On ne peut pas sortir du plastique jetable du jour au lendemain. D'abord, pour ne parler que de la France, le sujet y fait encore débat : certains nous disent qu'ils en ont encore besoin, d'autres qu'il n'est destiné qu'à des usages bien précis. En revanche, disons-le clairement et sans ciller, il faut en sortir, et nous allons le faire. Mais il faut organiser la transition vers 100 % d'emballages réemployés en 2040. Voilà notre vision. Le plastique aura d'ailleurs aussi un rôle à jouer dans cette transition.
C'est bien pourquoi la priorité de la prochaine décennie doit être d'atteindre les 100 % de plastique recyclé : d'une part, cet objectif implique 100 % de plastique collecté, autant de moins dans la nature ; d'autre part, il suppose de supprimer au plus vite l'usage de résines non recyclables pour les emballages ménagers, mais aussi pour les emballages industriels. La suppression de l'emploi de ces résines doit être réalisée avec méthode, je le répète parce que j'y tiens, c'est-à-dire à travers une vraie politique industrielle au niveau français, mais aussi européen – et plus largement, je l'ai dit en commission, au niveau mondial. Je rappelle que 100 % de plastique recyclé, c'est autant de CO2 économisé qu'avec la fermeture de nos quatre centrales à charbon à laquelle travaille le ministère.

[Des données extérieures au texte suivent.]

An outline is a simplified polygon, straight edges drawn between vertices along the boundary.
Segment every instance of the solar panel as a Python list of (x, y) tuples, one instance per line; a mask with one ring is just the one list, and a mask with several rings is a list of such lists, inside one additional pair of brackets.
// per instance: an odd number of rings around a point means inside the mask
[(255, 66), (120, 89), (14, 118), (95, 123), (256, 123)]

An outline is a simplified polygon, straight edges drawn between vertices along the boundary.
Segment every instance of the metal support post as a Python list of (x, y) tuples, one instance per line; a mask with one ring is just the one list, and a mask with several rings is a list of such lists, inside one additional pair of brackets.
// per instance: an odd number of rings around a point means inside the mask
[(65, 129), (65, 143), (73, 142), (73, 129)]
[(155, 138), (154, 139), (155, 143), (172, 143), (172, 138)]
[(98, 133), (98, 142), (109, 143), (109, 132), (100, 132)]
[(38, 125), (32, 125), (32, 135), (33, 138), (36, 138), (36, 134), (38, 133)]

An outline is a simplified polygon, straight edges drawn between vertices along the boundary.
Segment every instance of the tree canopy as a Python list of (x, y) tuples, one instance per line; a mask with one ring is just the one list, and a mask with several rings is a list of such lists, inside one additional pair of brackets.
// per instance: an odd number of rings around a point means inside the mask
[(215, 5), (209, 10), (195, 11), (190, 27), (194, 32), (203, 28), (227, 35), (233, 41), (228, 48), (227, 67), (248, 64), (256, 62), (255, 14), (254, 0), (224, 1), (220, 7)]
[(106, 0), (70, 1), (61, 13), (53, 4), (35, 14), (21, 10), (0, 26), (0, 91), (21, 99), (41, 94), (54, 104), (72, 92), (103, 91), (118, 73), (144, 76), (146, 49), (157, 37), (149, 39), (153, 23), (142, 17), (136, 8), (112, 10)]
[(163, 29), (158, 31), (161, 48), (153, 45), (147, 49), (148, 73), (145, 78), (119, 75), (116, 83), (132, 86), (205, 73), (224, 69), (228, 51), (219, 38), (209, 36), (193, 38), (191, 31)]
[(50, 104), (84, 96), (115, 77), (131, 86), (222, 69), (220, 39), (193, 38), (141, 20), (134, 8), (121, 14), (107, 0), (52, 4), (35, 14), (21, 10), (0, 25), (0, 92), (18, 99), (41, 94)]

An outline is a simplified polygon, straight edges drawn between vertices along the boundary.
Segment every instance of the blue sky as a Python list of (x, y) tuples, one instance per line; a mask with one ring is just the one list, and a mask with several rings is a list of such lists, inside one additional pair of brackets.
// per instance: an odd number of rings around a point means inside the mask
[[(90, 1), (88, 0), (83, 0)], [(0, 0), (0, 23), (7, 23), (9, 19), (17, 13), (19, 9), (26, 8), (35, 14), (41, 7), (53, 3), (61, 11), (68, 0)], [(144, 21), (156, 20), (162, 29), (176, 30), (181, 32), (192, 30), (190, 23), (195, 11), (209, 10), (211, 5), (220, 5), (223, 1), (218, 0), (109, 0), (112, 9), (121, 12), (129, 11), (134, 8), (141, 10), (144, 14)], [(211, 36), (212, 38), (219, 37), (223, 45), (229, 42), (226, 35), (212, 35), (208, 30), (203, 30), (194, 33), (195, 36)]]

En parallèle, il s'agit de faire progresser le réemploi, et ce projet de loi y contribue à travers différents leviers – que je ne décrirai pas à nouveau ici, parce que je sais que l'heure du dîner approche. Il faut à cet égard stimuler de nouveaux services et les business models qui y sont associés – économie de la fonctionnalité, économie de l'usage, etc.
Pour conclure, je soulignerai que si le ministère auquel j'appartiens porte l'intitulé « de la transition écologique et solidaire », c'est bien parce que cette transition doit être sérieusement organisée, faute de quoi on créera du cynisme débouchant au final sur un refus des politiques publiques environnementales, mais aussi un rejet de la part de ceux qui auraient à y perdre. Organisons-nous pour que la transition écologique soit un objet de solidarité qui rassemble plutôt qu'un facteur de division qui finirait par véritablement couper la France en deux – alors qu'elle l'est déjà en une myriade d'isolats. Par l'objectif de ce projet de loi, on peut montrer l'exemple ; par la méthode que j'ai évoquée, on peut continuer à rassembler. C'est pourquoi je salue cet amendement que je soutiens tout à fait.